Training the next generation of agroecologists

The future of healthy, sustainable agriculture is in the hands of young people and the way forward is through agroecology. Dionys Melgara, Rural Workers Association (ATC)

The first Latin American Agroecological Institute (IALA) was set up in 2006 in Venezuela through an agreement between the international movement La Via Campesina (LVC) and then Venezuelan president Hugo Chavez.
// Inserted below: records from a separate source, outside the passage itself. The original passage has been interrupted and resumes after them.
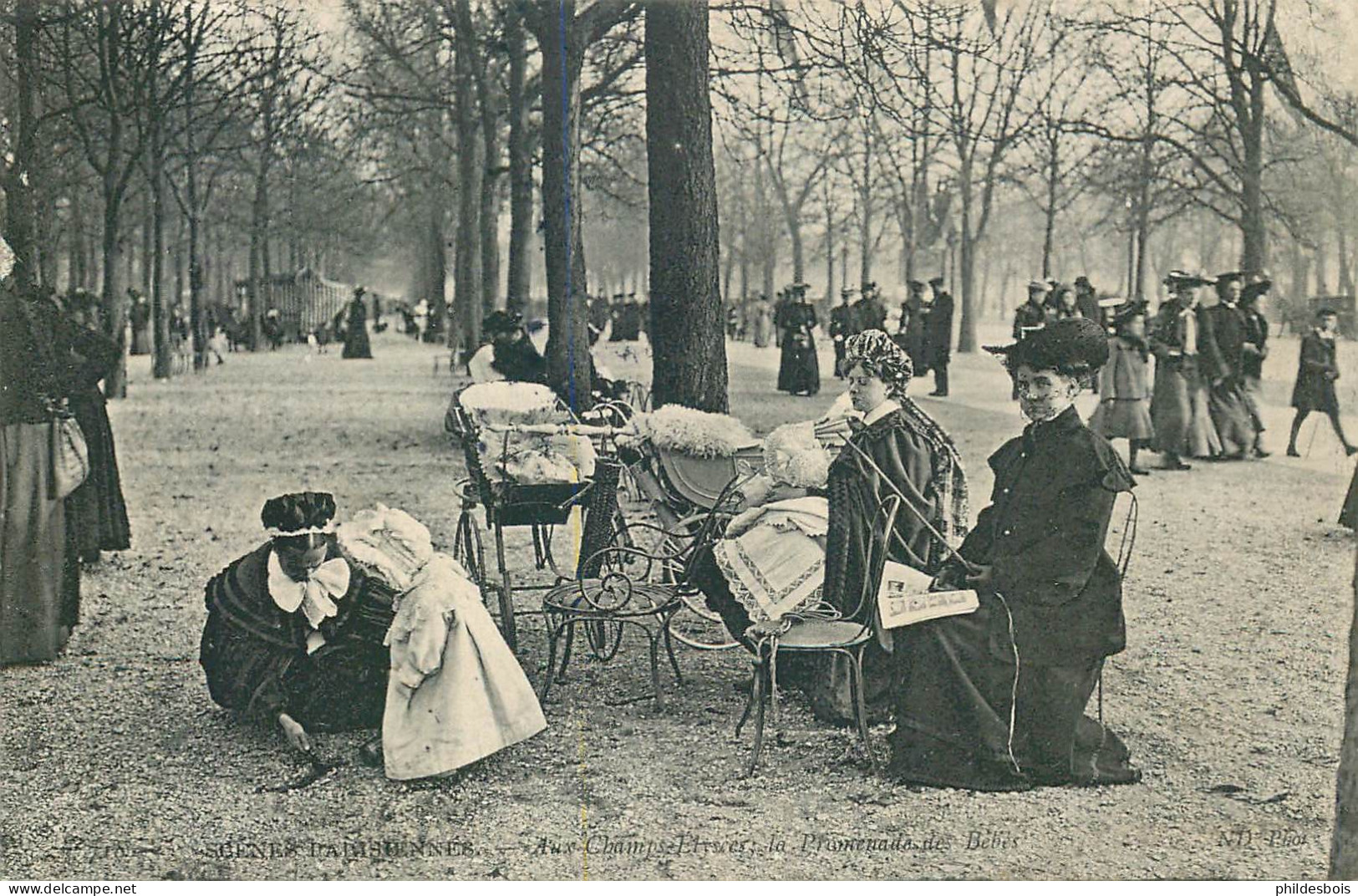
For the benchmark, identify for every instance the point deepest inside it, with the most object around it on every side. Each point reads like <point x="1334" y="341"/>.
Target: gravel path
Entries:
<point x="117" y="765"/>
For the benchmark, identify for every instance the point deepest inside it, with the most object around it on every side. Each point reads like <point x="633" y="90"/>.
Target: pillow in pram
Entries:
<point x="693" y="432"/>
<point x="511" y="404"/>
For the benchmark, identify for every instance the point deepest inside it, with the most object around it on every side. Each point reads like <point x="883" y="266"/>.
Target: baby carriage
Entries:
<point x="530" y="463"/>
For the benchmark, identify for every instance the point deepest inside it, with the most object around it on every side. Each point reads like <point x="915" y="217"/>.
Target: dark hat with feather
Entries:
<point x="1075" y="346"/>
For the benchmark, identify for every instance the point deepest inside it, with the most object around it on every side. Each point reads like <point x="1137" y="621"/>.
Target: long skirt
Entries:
<point x="1254" y="387"/>
<point x="1231" y="417"/>
<point x="1179" y="409"/>
<point x="356" y="343"/>
<point x="39" y="585"/>
<point x="1349" y="515"/>
<point x="1123" y="419"/>
<point x="799" y="369"/>
<point x="456" y="693"/>
<point x="954" y="711"/>
<point x="97" y="509"/>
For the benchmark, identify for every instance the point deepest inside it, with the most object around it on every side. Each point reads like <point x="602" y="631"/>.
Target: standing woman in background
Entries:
<point x="356" y="332"/>
<point x="39" y="578"/>
<point x="95" y="509"/>
<point x="799" y="371"/>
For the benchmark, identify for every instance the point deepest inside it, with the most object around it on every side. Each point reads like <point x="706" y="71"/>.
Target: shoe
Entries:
<point x="371" y="752"/>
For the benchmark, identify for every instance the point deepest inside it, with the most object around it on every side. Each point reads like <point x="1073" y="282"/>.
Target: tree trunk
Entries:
<point x="489" y="215"/>
<point x="689" y="352"/>
<point x="19" y="212"/>
<point x="1343" y="845"/>
<point x="569" y="368"/>
<point x="521" y="173"/>
<point x="113" y="299"/>
<point x="465" y="293"/>
<point x="865" y="200"/>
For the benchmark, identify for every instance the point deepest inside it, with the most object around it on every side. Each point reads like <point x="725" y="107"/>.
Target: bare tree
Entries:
<point x="690" y="359"/>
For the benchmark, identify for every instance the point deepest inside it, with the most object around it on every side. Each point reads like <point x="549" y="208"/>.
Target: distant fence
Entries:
<point x="304" y="302"/>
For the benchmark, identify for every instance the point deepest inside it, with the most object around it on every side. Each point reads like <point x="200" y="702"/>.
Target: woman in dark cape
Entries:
<point x="994" y="700"/>
<point x="97" y="508"/>
<point x="799" y="369"/>
<point x="293" y="634"/>
<point x="356" y="330"/>
<point x="898" y="450"/>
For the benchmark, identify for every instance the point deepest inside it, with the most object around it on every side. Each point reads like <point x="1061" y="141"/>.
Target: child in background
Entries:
<point x="1125" y="408"/>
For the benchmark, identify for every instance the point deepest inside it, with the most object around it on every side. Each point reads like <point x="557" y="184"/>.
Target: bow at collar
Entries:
<point x="317" y="595"/>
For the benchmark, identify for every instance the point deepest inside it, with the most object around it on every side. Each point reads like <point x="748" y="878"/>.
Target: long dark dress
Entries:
<point x="256" y="657"/>
<point x="39" y="573"/>
<point x="1223" y="339"/>
<point x="854" y="491"/>
<point x="356" y="332"/>
<point x="95" y="509"/>
<point x="843" y="323"/>
<point x="799" y="369"/>
<point x="1043" y="629"/>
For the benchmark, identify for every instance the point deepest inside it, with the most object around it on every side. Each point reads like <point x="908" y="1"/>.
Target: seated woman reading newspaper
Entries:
<point x="806" y="542"/>
<point x="994" y="700"/>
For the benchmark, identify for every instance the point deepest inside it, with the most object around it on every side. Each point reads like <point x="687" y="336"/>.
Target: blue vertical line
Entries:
<point x="565" y="162"/>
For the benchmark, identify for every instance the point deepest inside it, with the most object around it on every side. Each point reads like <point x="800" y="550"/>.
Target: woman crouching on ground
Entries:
<point x="994" y="700"/>
<point x="803" y="546"/>
<point x="295" y="635"/>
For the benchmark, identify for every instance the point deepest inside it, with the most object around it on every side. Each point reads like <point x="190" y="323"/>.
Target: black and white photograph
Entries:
<point x="769" y="440"/>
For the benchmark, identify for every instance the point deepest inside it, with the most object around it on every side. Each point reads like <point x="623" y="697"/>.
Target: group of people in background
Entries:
<point x="923" y="332"/>
<point x="52" y="357"/>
Since then eight other IALAs have been established across the region.

Each IALA has its own characteristics but all are dedicated to training agroecologists who return to their organisations and communities to apply what they have learnt.

The training they provide is based on the holistic LVC popular education method that combines technical, political  and ideological training.

For the LVC as a global movement, this training is part of the decolonisation of food production dominated by the power and wealth of transnational corporations and deconstructing the mindset that goes with this model.

IALA Ixim Ulew (land of maize) in Nicaragua was founded in 2018 by the ATC for young people from Central American and Caribbean organisations.

The campus, located in Santo Tomas, Chontales, is a 130 hectare farm school: sixty per cent of the area is forested and the rest is cultivated with fruit, vegetables, basic grains, and pasture for animals.

Like all like other IALAs, the students follow a methodology of alternating periods spent on campus and time spent living and working with communities and co-operatives that are part of the ATC and allied organisations to share and apply what they have learnt.

The technical curriculum is certified by the Nicaraguan Technological Institute (INATEC)

 

Thirty – nine students of IALA Ixim Ulew from Nicaragua, Honduras, El Salvador,Guatemala, Mexico and the Dominican Republic graduated in January, 2022 after completing a two year course.

The pandemic meant adapting to new technologies and studying techniques: this presented challenges but opened new possibilities for developing distance learning.

Bryan Vásquez, a Nicaraguan graduate, commented that the IALA agroecology training is ‘training for life’ in that it encompasses social, economic, political, and cultural aspects as well as technical training. He also spoke of the vital importance of rescuing ancestral knowledge through the peasant-to-peasant methodology.